Poke the schrader with a screwdriver and listen for a whistle. If it does, the system is still charged and must be emptied before you crack a line. You can remove the entire AC system as one unit though. Its bulky and hard to handle so bring a buddy
If the schrader valve doesnt whistle then the system is dry and you can unhook everything
thanks pocket- ill be taking that out tomorrow. also i just found out my fuel lines are along the passenger side since the car was carbed from the factory- doesnt really matter at this point i am planning on making my own lines tank to rail.

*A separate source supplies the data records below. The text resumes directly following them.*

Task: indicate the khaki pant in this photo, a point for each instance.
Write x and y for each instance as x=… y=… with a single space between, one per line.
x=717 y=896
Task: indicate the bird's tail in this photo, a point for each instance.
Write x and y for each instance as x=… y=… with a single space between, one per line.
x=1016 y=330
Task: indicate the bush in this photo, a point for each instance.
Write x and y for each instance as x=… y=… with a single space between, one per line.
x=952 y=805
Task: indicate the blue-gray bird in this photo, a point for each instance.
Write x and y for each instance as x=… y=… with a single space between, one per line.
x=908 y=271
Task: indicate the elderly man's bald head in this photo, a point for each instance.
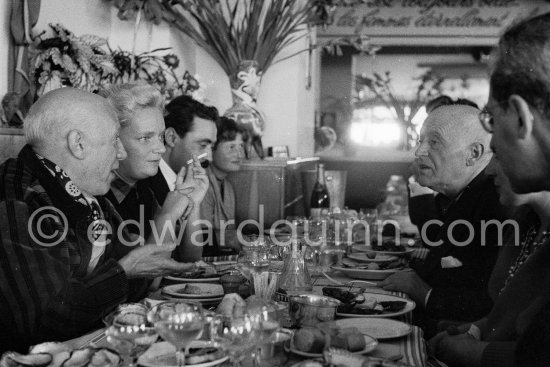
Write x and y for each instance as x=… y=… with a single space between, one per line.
x=460 y=123
x=78 y=131
x=57 y=112
x=453 y=150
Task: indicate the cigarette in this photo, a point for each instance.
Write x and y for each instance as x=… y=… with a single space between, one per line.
x=199 y=157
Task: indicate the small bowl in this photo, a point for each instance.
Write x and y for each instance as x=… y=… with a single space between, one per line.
x=310 y=309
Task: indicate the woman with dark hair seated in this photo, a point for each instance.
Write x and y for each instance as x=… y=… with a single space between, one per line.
x=218 y=206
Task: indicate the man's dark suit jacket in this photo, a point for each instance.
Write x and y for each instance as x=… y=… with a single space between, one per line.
x=461 y=293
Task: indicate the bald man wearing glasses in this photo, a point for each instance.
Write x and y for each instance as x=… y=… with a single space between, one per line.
x=451 y=158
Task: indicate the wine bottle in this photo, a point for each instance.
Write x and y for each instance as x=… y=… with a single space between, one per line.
x=320 y=200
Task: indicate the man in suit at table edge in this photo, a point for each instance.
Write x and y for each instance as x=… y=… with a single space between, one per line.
x=59 y=272
x=518 y=115
x=451 y=284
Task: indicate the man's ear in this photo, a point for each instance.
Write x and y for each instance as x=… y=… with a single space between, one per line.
x=525 y=122
x=477 y=150
x=171 y=137
x=75 y=142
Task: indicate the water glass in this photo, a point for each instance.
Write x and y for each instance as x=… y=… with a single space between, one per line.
x=236 y=336
x=179 y=323
x=129 y=332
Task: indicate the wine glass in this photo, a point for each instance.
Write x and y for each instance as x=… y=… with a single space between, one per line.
x=179 y=323
x=129 y=332
x=263 y=314
x=236 y=335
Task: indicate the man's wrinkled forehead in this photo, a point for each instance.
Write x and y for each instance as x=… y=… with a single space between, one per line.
x=436 y=125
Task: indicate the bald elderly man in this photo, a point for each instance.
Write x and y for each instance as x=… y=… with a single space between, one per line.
x=451 y=158
x=59 y=269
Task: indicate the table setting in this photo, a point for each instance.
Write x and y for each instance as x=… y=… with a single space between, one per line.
x=304 y=305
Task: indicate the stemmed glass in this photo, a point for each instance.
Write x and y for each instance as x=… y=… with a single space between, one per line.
x=263 y=315
x=179 y=323
x=129 y=332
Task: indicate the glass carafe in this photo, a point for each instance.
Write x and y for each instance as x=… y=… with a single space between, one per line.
x=295 y=277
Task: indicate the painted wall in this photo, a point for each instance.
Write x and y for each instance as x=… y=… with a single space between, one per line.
x=4 y=42
x=288 y=105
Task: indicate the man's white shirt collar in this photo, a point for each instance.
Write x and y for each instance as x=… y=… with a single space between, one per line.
x=169 y=175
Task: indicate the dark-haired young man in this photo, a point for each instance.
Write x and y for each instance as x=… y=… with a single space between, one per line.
x=190 y=130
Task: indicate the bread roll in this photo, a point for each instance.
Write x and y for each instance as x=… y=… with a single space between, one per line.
x=351 y=340
x=309 y=339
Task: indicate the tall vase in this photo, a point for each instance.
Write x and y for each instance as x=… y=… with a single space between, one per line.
x=245 y=85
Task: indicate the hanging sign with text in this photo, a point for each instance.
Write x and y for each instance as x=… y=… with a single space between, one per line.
x=429 y=18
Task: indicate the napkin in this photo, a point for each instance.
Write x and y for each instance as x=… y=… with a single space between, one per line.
x=449 y=262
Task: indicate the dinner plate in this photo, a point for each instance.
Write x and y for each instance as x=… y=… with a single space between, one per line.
x=175 y=278
x=370 y=345
x=366 y=274
x=163 y=354
x=409 y=306
x=379 y=258
x=204 y=301
x=369 y=249
x=207 y=290
x=380 y=329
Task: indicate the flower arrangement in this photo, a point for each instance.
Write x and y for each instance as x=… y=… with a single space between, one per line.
x=67 y=60
x=232 y=31
x=156 y=69
x=87 y=62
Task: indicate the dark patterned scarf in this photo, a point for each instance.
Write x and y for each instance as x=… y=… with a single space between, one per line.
x=74 y=192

AC is out, also got the transmission cooler/ac cooler core out. the engine should be out by the end of next week- i just need to take care of the exhaust and fuel then unbolt the transmission.
i was wondering what that wiring is that is attached to the passenger side cowl and what that brace/support type rod does? any help on wiring would be appreciated at this point
~Steven
The brace is GM's version of a strut tower brace. Pretty useless and most later cars didnt have them at all
The sensor looking thing bolted to the cowl is the MAP/BARO sensor. You will not be reusing it for the swap. Your LT1 has its own on the intake behind the TB
thank you sir looks like i have some reading to do.
while im on here does anybody recommend a specific type of paint for spraying the engine bay- i decided i need to clean it up and spray it. also how dedicated should the prep work be?
well im just looking to get something on there that will last- spray cans would be easiest for where the car is. i was just wondering if anyone had specific suggestions for paint brand or procedure, im planning on simple green scrubbing then sanding with 400ish paper then just spraying 1-2 coats of whatever paint i get.
I was too, wish I could have saved it all before it got dumped. All of the info that was on it is on here now, it's just spread out in various threads. Good luck with the rest of your swap.